斑鳩(いかる)  季語/春

 イカル アトリ科 漂鳥/留鳥 L23 W33

 イカル 鵤
この写真はウイキペディア「日本語版」より引用しました。
最終更新 2016年7月19日 (火) 06:28
https://ja.wikipedia.org/wiki/%E3%82%A4%E3%82%AB%E3%83%AB

 

 ムクドリぐらいの大きさ。日本のアトリ科では最大。ずんぐりした体に、何よりも黄色くて大きいくちばしが目立つ。体は灰色で、頭部、翼、尾羽が黒い。その頭部の黒色は喉までのびて太い嘴の根元を取り巻いているから、どう見ても頬かむりをしているようにしか見えない。翼には白紋があって、飛ぶときもはっきりした白い輪になって見える。雌雄同色。のっそりしていてあまり動かない。ケッ、ケッとかキョッ、キョッという声をだす。飛びながらケッと鳴いたりする。囀りは明るいよくとおる声でキィーコーキィーとかキキキィーコ、キコキコキィーなどと聞こえる。キョコ、キィーとかキョココキィーなどとも鳴いて、地方によって鳴き方に上手、下手があって、これも鳥の方言に数えていいだろう。しかし朗らかな澄んだ声に特徴があって、めったに間違えることもない。この声を「お菊二十四―」「あけべべ着いー」「これ食べてもいい」などと聞きなしている。繁殖期以外の秋冬でも鳴いていることがある。

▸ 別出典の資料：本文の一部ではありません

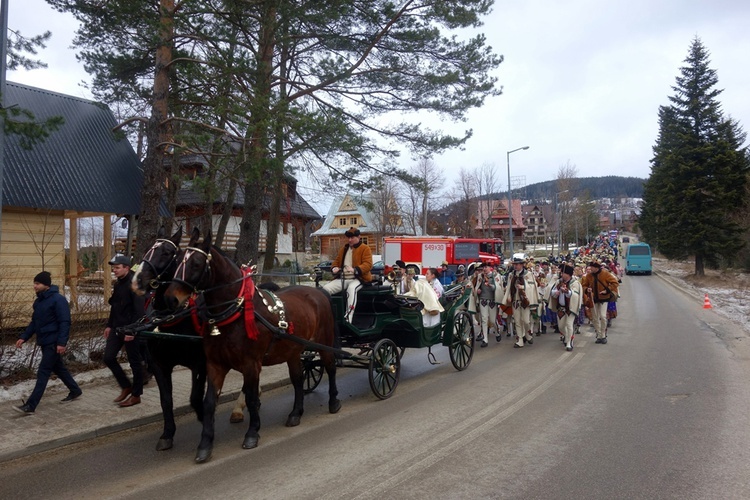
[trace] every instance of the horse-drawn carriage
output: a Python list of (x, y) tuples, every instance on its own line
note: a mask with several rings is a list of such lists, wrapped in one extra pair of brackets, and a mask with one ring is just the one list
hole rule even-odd
[[(317, 282), (316, 282), (317, 284)], [(346, 298), (343, 292), (331, 297), (338, 338), (342, 348), (336, 356), (339, 366), (368, 370), (370, 388), (380, 399), (396, 390), (401, 374), (401, 355), (406, 348), (428, 348), (428, 358), (435, 363), (431, 348), (441, 344), (448, 348), (456, 370), (465, 370), (474, 355), (473, 322), (462, 307), (471, 290), (462, 286), (448, 288), (441, 303), (440, 322), (425, 326), (421, 302), (415, 297), (398, 296), (387, 284), (373, 283), (360, 289), (352, 322), (344, 320)], [(315, 352), (303, 354), (305, 391), (320, 383), (323, 368)]]
[[(256, 287), (251, 272), (240, 269), (211, 244), (210, 233), (199, 244), (199, 233), (194, 231), (185, 249), (178, 247), (180, 234), (181, 231), (170, 239), (160, 236), (144, 256), (134, 288), (152, 289), (154, 302), (160, 304), (162, 312), (132, 331), (153, 341), (183, 335), (183, 330), (190, 330), (187, 336), (193, 339), (198, 334), (202, 336), (202, 349), (188, 347), (187, 353), (194, 356), (202, 350), (205, 354), (188, 365), (194, 374), (191, 404), (203, 422), (196, 462), (205, 462), (211, 456), (214, 413), (230, 369), (243, 374), (242, 391), (250, 418), (242, 446), (254, 448), (259, 441), (259, 381), (263, 365), (287, 364), (294, 405), (286, 425), (296, 426), (303, 413), (304, 393), (320, 383), (323, 370), (329, 379), (329, 412), (336, 413), (341, 408), (336, 388), (337, 364), (367, 368), (370, 387), (378, 398), (385, 399), (398, 385), (405, 348), (431, 349), (442, 344), (448, 347), (457, 370), (471, 362), (473, 322), (461, 310), (471, 293), (469, 289), (448, 290), (443, 297), (445, 310), (440, 323), (425, 327), (419, 301), (396, 296), (390, 286), (366, 286), (360, 291), (354, 320), (349, 324), (343, 321), (344, 297), (329, 300), (327, 294), (312, 286), (290, 286), (276, 293)], [(176, 330), (167, 333), (150, 328), (168, 323), (177, 325)], [(353, 353), (352, 348), (359, 352)], [(428, 352), (433, 361), (431, 350)], [(163, 374), (157, 376), (157, 382), (165, 427), (157, 449), (168, 449), (174, 436), (171, 370), (175, 364), (186, 362), (169, 352), (159, 357), (164, 366), (158, 370)], [(203, 360), (205, 364), (201, 365)], [(201, 405), (203, 380), (208, 389)]]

 平野部から山地にわたってほぼ全国的に普通だが、標高の高い山岳地帯には生息しない。たいていは一羽か二羽で、大きい群れに密集することもなく、また行動圏は大きいのでいつでも見かけるという鳥ではない。個体数そのものもあまり多くないのかもしれない。北方のものは冬は暖地へ移動する。秋や春の渡りの途中にあるらしい十羽前後の小群に出合うこともある。樹の上で木の実をぱちんぱちんと音をたてて割っては中味を食べている。冬なら山ぎわの雑木林かハゼノキ、ヌルデなどのある谷あいでよく出合うだろう。樹の上でそれらの木の実を落ち着き払ってついばんでいる。特にエノキの実は好物らしいが、ナナカマドなどわざわざ果肉をむいて中の種子を割って食べているのを見たこともある。イカルを豆回しと呼ぶ地方もあるが、大きな嘴の先で種子をつまみ、くるくるまわしながら、くちばしを開閉して外皮を割っては吹きとばす。そのときパチンと音がして、外皮が落下して小枝やつるにあたるカラカラという音がつづく。風のない日だまりの谷あいで聞くその音は、山の静かさをそこねることのない不思議な音響である。

 繁殖期には低山の落葉広葉樹林とか、海抜千メートル前後の高原の灌木がたくさんあって、やや高い木が点在するような場所を訪れるとよい。そういう明るくてオープンな林を好むようである。一羽見つかるとたいていその近くにいくつかがいて、かたまるように繁殖している。集まって繁殖しているといっても、巣が集中してあるわけではない。つがいで防衛する縄張りは巣の周りの狭い範囲だけで、その小さいなわばりが隣り合っているのである。そこを離れると縄張りがないというような状態は、同じアトリ科のカワラヒワやウソにも見られる。それはコロニー的だと言われている。こういう鳥の例にもれず、イカルも餌は巣から離れて遠くへ出ていってとってくる。それだけに行動圏は大きく長距離を飛んでいってしまう。大きい波を空中に描いて翼の白紋をきわだたせながら遠く飛ぶ姿をよく見かける。その飛びかたといい、その囀りといい、いかにも高原の晩春にふさわしい。湧きたつように新緑へと移っていく風景の中で、「き緑キィー、気持ちがいい」などと歌う声はことのほかイカルらしくていい。